Inspired by Jon Reades’ great visualizations of flows using the TfL Oyster card data, we are now starting to examine the statistical properties of the data, beginning with an analysis of what goes on in the nodes. The data yields 666 hubs or nodes which have entry and exit volumes – in graph theoretic terms the in-degrees of the sources/origins and the out-degrees of the sinks/destinations. We have this data for 20 minute time segments of the entire day, giving us 72 temporal slots defining the diurnal sequence.
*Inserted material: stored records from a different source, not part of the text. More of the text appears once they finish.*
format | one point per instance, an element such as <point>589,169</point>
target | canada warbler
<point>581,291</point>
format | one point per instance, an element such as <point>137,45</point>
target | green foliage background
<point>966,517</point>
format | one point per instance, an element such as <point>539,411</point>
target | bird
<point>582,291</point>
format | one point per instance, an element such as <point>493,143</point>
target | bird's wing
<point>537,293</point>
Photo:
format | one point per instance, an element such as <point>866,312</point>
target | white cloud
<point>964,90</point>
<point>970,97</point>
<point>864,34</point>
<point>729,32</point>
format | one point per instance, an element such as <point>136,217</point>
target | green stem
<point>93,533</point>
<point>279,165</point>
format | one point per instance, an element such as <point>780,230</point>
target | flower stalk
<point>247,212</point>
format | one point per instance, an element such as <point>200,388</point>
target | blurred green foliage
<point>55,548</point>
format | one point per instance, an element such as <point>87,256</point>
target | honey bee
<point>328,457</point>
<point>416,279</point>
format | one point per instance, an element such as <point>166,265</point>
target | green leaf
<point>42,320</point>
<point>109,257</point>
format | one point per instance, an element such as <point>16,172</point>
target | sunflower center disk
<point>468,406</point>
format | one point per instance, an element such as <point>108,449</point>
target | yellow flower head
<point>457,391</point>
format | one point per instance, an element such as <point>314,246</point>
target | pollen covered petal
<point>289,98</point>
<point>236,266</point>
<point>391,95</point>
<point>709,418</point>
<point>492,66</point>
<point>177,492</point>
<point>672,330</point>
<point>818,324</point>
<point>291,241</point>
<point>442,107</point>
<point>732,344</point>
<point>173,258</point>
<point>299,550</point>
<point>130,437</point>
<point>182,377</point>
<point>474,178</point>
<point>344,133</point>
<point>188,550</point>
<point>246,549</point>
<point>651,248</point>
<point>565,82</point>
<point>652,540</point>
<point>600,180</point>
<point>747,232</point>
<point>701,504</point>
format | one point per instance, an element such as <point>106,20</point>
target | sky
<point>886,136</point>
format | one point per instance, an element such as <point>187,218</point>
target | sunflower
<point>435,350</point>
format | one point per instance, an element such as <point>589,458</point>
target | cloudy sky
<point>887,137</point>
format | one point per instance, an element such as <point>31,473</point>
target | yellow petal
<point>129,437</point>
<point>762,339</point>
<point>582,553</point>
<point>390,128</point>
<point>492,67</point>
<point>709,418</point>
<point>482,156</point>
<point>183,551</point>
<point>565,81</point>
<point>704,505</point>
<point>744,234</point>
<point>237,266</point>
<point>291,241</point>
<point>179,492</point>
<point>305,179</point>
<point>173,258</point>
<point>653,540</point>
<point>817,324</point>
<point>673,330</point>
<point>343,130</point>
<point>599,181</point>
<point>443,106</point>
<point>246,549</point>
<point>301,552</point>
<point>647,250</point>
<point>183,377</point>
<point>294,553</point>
Now the tube and rail are closed during the dead of night and as is characteristic of such data, all 666 nodes are never active at any one time in terms of the data set. But there are records for at last one hub in every one of the 72 segments and they build up so that for the most part, most of the 666 are in use between 7am and 11pm. More or less. What we have done so far with this data is simply examine the changing profile of the hubs in terms of their volumes and an easy way to get into this is to rank them in terms of the size for each time slice and then order them, forming a rank size distribution which we fist examine as in the video below as a Zipf plot. These change at each time slice. We start the simulation at midnight and the volumes then drop dramatically until around 5 am things begin to pick up reaching a morning peal around 8am and then falling off a bit and then picking up for the evening peak at 5pm and thence declining slowly through the evening as we move back towards midnight. Click on the image below and you will get the Vimeo link where you can see the animation. I must confess that I have forgotten how to embed the Vimeo directly into the post and someone doubtless will remind me
You can see the peaks more or less as we color the plots from white at midnight to red at midday and back down to white again in the rest of the day. The color balance can be improved and we need to do this and probably this would look really good if we used a more powerful graphics language but as a first pass, it suffices. Of course the next step is to examine the local volatility of the hubs and to put all this into the rank clocks software which in fact would be our first application where the clock where truly a clock and the diurnal cycles the dominant driver. More soon.
The idea is that we present a paper on this at the forthcoming meeting organised by the Urban Design Studies Unit of the School of Architecture in partnership with ICSS Institute of Complex System on the subject of the Evolution of Complex Transportation Networks (ECTN) Workshop to be held at University of Strathclyde, Glasgow, on 29-30 August 2011.